Die EPH Group AG ordnet ihr Top-Management neu und setzt gleichzeitig auf Kontinuität an der Konzernspitze. Der Aufsichtsrat des auf Hotel- und Resort-Projekte spezialisierten Unternehmens hat in seiner Sitzung vom 16. März 2026 beschlossen, das Vorstandsmandat von CEO Alexander Lühr bis zum 1. April 2027 zu verlängern. Lühr bleibt damit mindestens ein weiteres Jahr für die strategische Ausrichtung und das operative Wachstum des auf Premium- und Luxusimmobilien fokussierten Unternehmens verantwortlich.

Parallel dazu wird der Vorstand um ein weiteres Mitglied erweitert. Ab dem 1. Mai 2026 rückt Mag. Yasmin Wilfling, LL.M., für zunächst zwei Jahre in das Gremium auf. Die 37-Jährige ist gelernte Hotelfachfrau und verfügt über zwei juristische Abschlüsse – einen Magistra-iuris-Titel der Universität Salzburg sowie einen Master of Laws der Universität Wien. Sie kommt von einem auf Parkraum spezialisierten Immobilienunternehmen und bringt damit Erfahrung aus einem angrenzenden Segment der Immobilienwirtschaft in die EPH Group ein.

Mit dem Vorstandseintritt von Wilfling werden die Ressorts innerhalb der Führungsspitze neu zugeschnitten. Sie übernimmt die Verantwortung für Finanz- und Rechnungswesen, Steuern, Banken und Versicherungen, Recht und Compliance, Human Resources sowie Public Relations einschließlich Pressearbeit. CEO Lühr konzentriert sich ab dem 1. Mai 2026 auf Business Development, Projektentwicklung, Marketing und Sales, Investor Relations sowie IT. Die klare Trennung von Finanz- und Wachstumsressorts zielt erkennbar auf eine Professionalisierung der Strukturen und eine stärkere Fokussierung der Vorstandsarbeit.

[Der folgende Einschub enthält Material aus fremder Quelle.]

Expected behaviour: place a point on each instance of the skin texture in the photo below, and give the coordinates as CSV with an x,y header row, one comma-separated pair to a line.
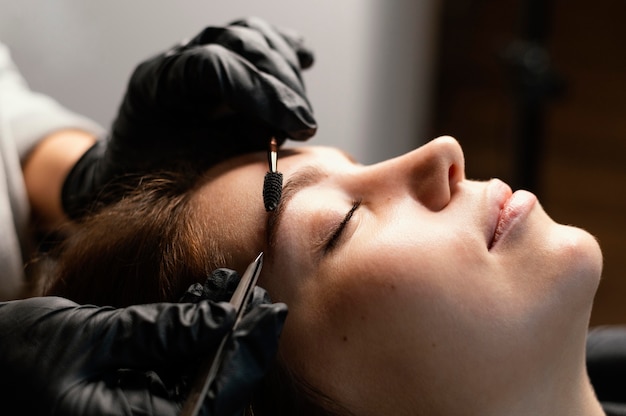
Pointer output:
x,y
47,167
414,309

Die EPH Group AG versteht sich als Zusammenschluss von Investoren, Projektentwicklern sowie Experten für Hotelimmobilien, Finanzierung und Kapitalmarkt. Das Unternehmen baut derzeit ein diversifiziertes Portfolio renditestarker Hotel- und Resort-Projekte im Premium- und Luxussegment in Österreich, Deutschland und weiteren europäischen Top-Destinationen auf. Dank der langjährigen Erfahrung des Teams berichtet EPH von sehr gutem Marktzugang und einer vollen Akquisitionspipeline. In Bereichen wie Feasibility Studies, Due Diligence, Bewertung, Contract Management, M&A, Portfolio-Strategie, Development und Construction arbeitet die Gesellschaft mit führenden Hotel- und Tourismus-Consulting-Unternehmen in Österreich und Deutschland zusammen, um ihre Projekte entlang der gesamten Wertschöpfungskette zu begleiten.